Le Leghe Professionistiche americane applicano dei vincoli alla libertà di spesa secondo parametri comunque omogenei. Il sistema più collaudato è senza dubbio quello della NBA. Denominato Soft Cap per l’elasticità di imposizione delle sanzioni. Sulla base degli introiti dell’anno precedente dell’intera lega (non della singola franchigia), in ogni annata sportiva viene stabilito (con svariate eccezioni legate alle tipologie contrattuali), un tetto massimo per i salari (nel 2024/25 pari a 140,580 mln di dollari). Contestualmente, viene però stabilito anche un valore minimo (floor) pari al 90% del cap (quest’anno 126,529 mln di dollari). Cioè, ogni squadra non potrà spendere più del massimo ma neppure meno del minimo. Così da dare anche ai cosiddetti small market la possibilità di stare ai vertici (al netto comunque di correttivi legati al mercato televisivo e al marketing territoriale).
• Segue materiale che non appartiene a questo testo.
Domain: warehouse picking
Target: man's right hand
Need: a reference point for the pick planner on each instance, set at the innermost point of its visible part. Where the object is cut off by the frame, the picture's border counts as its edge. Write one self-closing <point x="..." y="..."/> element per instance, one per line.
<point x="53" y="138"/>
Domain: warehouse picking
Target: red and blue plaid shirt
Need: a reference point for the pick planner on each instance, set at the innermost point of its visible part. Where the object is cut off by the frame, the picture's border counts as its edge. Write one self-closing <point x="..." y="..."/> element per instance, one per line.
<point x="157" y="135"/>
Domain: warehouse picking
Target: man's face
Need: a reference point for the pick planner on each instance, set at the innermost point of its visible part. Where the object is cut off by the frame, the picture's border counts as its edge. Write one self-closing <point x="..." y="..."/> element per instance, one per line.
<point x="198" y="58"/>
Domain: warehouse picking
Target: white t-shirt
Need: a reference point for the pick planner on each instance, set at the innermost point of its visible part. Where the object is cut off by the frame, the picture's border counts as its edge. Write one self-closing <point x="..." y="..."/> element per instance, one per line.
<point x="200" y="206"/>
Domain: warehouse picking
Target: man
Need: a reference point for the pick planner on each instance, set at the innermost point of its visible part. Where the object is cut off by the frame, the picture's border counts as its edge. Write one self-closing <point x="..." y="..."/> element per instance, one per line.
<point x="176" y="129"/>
E avendo davvero nell’equilibrio competitivo la stella polare dell’impalcatura regolamentare. Tanto che negli ultimi 5 anni, altrettante diverse franchigie hanno vinto l’anello e ben 8 sono arrivate alle Finals. Quanto alle sanzioni, la cosiddetta luxury tax (tassa imposta allo sforamento), diventa esecutiva con una tolleranza piuttosto ampia (circa 30 mln). Dando un senso al Soft Cap di cui sopra.                  

Quindi?

Ovvio che paragonare un sistema chiuso come quello dello sport professionistico americano con uno indotto (peraltro affluente del dilettantismo), come quello della Serie C sarebbe fuorviante. Ma se l’obiettivo è garantire l’equilibrio competitivo, imporre un tetto (cap), senza avere delle fondamenta (floor), rischia di lasciare immutati i rapporti di forza economica tra i club. Se non, addirittura, di aumentare le differenze. Per dire che non si accorcia certo così la distanza tra il Vicenza che presenta un payroll di 6,864 mln e la Clodiense che paga stipendi per 700 mila euro. Se invece il goal è la sostenibilità, il dubbio che possano ripetersi (a prescindere dalle limitazioni di spesa) casi limite come quelli vissuti in questa stagione sportiva con Turris, Taranto e (work in progress), con la Lucchese è più che legittimo. E visto che l’intento della Lega Pro è quello di porsi come laboratorio normativo per le serie superiori, introdurre un sistema più prossimo al seppur molto rivedibile Financial Fair Play applicato dall’UEFA, sarebbe stato (forse), più efficace. A questo punto, non resta che attendere l’impatto della sperimentazione. Ma, comunque sia, non chiamiamolo salary cap.